Lemma 2 (abridged Theorem 3.5.2 in Embrechts et al.): Suppose $(u_n)$ is non-decreasing and that the following conditions hold: $P(X_1\geq u_n)\rightarrow 0$ and $nP(X_1\geq u_n)\rightarrow \infty$. Then $\sum_{n=1}^\infty P(X_1>u_n)\exp[-nP(X_1>u_n)]<\infty$ implies that $P(M_n\leq u_n~~\text{i.o.})=0$.

(i.o. here means "infinitely often").

Proof: First we prove the upper bound; and then the lower bound.

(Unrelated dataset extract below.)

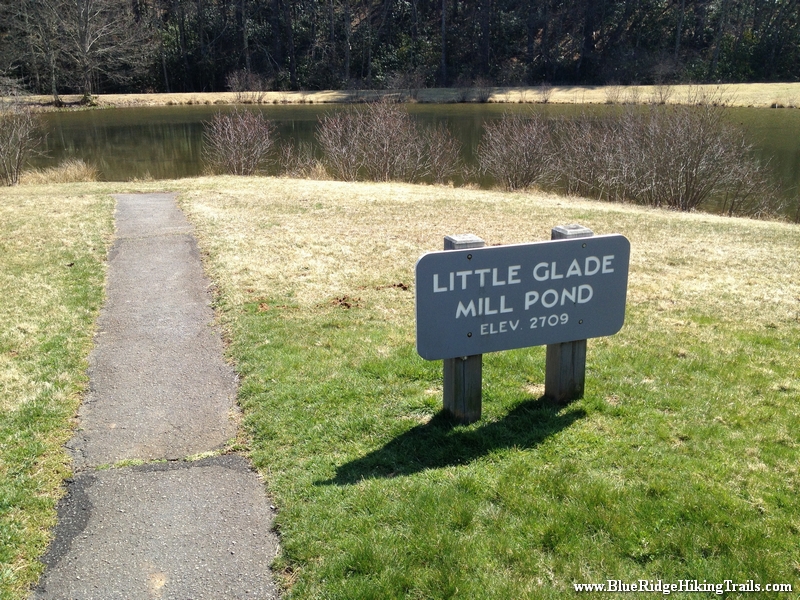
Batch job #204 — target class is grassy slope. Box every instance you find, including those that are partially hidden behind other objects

For upper bound let $u^u_n=\sqrt{2\log n}+\frac{\sqrt{2}(\frac{1}{4}+\epsilon)\log\log n}{\sqrt{\log n}}$ where $\epsilon>0$. Using standard approximation for the distribution of the tail of a Gaussian random variable $P(X_1>x)\approx\frac{1}{\sqrt{2\pi}x}e^{-x^2/2}$, we obtain: $$\begin{array}{rcl}P(X_1>u^u_n)&\approx&\frac{\exp\left[-\log n -2(\frac{1}{4}+\epsilon)\log\log n-\mathcal{O}\left(\frac{(\log\log n)^2}{\log n}\right)\right]}{\sqrt{2\pi}\left(\sqrt{2\log n}+\mathcal{O}\left(\frac{\log\log n}{\sqrt{\log n}}\right)\right)}\\ &=&\frac{1}{C_1n(\log n)^{\frac{1}{2}+2(\frac{1}{4}+\epsilon)}} \end{array}$$ where $C_1=\mathcal{O}(1)$ captures the lower-order terms and the constants. Using the Cauchy condensation test, one can easily check that: $$\sum_{n=1}^\infty n^{-1}(\log n)^{-1-2\epsilon}<\infty$$ By Lemma 1, $P(M_n>u^u_n~~\text{i.o.})=0$. A few arithmetic manipulations yield that: $$\tag{1}P\left(\frac{\log n}{\log \log n}\left(\frac{M_n}{\sqrt{2\log n}}-1\right)>\frac{1}{4}+\epsilon~~\text{i.o.}\right)=0$$

For the lower bound let $u^l_n=\sqrt{2\log n}-\frac{\sqrt{2}(\frac{1}{4}+\epsilon)\log\log n}{\sqrt{\log n}}$ where $\epsilon>0$. Again using the same approximation for the distribution of the tail of a Gaussian random variable, we obtain: $$\begin{array}{rcl}P(X_1>u^l_n)&\approx&\frac{\exp\left[-\log n +2(\frac{1}{4}+\epsilon)\log\log n-\mathcal{O}\left(\frac{(\log\log n)^2}{\log n}\right)\right]}{\sqrt{2\pi}\left(\sqrt{2\log n}+\mathcal{O}\left(\frac{\log\log n}{\sqrt{\log n}}\right)\right)}\\ &=&\frac{(\log n)^\epsilon}{C_2n} \end{array}$$ where $C_2=\mathcal{O}(1)$ captures the lower-order terms and the constants. Clearly $P(X_1>u^l_n)\rightarrow 0$ and $nP(X_1>u^l_n)\rightarrow\infty$, so the conditions necessary for Lemma 2 are satisfied. Now,

$$P(X_1>u^l_n)\exp[-nP(X_1>u^l_n)]=\frac{(\log n)^\epsilon}{C_2 ne^{(\log n)^\epsilon/C_2}}$$

Again employing the Cauchy condensation test we can show that: $$\sum_{n=1}^\infty \frac{(\log n)^\epsilon}{C_2 ne^{(\log n)^\epsilon/C_2}}<\infty$$ By Lemma 2, $P(M_n<u^l_n~~\text{i.o})=0$. A few arithmetic manipulations yield that: $$\tag{2}P\left(\frac{\log n}{\log \log n}\left(\frac{M_n}{\sqrt{2\log n}}-1\right)<-\frac{1}{4}-\epsilon~~\text{i.o.}\right)=0$$ Combining (1) and (2) yields the desired result.

Remark: This demonstrates a bound on the limit if the limit exists (in fact, as Did points out, this shows $\limsup$ is $\leq 1/4$ and $\liminf$ is $\geq 1/4$). I wonder if one can determine if the limit in fact converges to some fixed number $C\in\left[-\frac{1}{4},\frac{1}{4}\right]$ or "bounces around" (akin to a sine wave). Perhaps Did's convergence in probability to $-\frac{1}{4}$ can somehow be leveraged here?